An Energy-interference-free Hardware-Software Debugger for Intermittent Energy-harvesting Systems

Tuesday March 22, 2016
Location: CIC Panther Hollow Room
Time: 4:30PM


Alexei Colin (Carnegie Mellon University)

Abstract

Energy-autonomous computing devices have the potential to extend the reach of computing to a scale beyond either wired or battery-powered systems. However, these devices pose a unique set of challenges to application developers who lack both hardware and software support tools. Energy harvesting devices experience power intermittence which causes the system to reset and power-cycle unpredictably, tens to hundreds of times per second. This can result in code execution errors that are not possible in continuously-powered systems and cannot be diagnosed with conventional debugging tools such as JTAG and/or oscilloscopes.

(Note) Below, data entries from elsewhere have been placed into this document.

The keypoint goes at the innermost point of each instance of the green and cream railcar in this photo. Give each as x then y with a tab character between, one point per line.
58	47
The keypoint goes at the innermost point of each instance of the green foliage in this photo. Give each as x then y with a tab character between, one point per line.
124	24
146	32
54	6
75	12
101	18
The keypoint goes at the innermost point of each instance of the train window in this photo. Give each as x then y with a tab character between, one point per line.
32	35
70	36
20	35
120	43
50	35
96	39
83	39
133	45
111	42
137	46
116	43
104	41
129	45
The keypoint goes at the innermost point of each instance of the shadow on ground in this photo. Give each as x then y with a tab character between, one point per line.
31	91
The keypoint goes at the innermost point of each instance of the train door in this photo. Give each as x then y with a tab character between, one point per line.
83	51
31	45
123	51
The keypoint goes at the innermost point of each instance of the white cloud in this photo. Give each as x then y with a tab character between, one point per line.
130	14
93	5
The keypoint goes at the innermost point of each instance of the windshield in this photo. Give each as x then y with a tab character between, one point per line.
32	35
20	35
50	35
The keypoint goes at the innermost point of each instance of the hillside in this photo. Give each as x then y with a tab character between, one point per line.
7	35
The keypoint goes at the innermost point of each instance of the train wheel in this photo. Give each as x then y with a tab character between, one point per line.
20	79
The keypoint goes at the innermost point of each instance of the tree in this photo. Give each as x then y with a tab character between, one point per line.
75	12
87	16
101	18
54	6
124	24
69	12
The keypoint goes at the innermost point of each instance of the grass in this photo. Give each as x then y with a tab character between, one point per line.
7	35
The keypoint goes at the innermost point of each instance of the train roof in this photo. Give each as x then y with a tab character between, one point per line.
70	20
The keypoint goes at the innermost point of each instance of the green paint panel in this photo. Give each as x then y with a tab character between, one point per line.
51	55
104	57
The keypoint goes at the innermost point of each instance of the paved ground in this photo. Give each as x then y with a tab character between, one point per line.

We propose the Energy-interference-free Debugger, a hardware and software platform for monitoring and debugging intermittent systems without adversely effecting their energy state. The Energy-interference-free Debugger re-creates a familiar debugging environment for intermittent software and augments it with debugging primitives for effective diagnosis of intermittence bugs. Our evaluation of the Energy-interference-free Debugger quantifies its energy-interference-freedom and shows its value in a set of debugging tasks in complex test programs and several real applications, including RFID code and a machine-learning-based activity recognition system.

Bio

I am a Ph.D. student in the ECE department at Canegie Mellon Univeristy. I work with my advisor Prof. Brandon Lucia in the Abstract research group. I research tools and systems for creating software that runs reliably and efficiently on intermittently-powered energy-harvesting devices.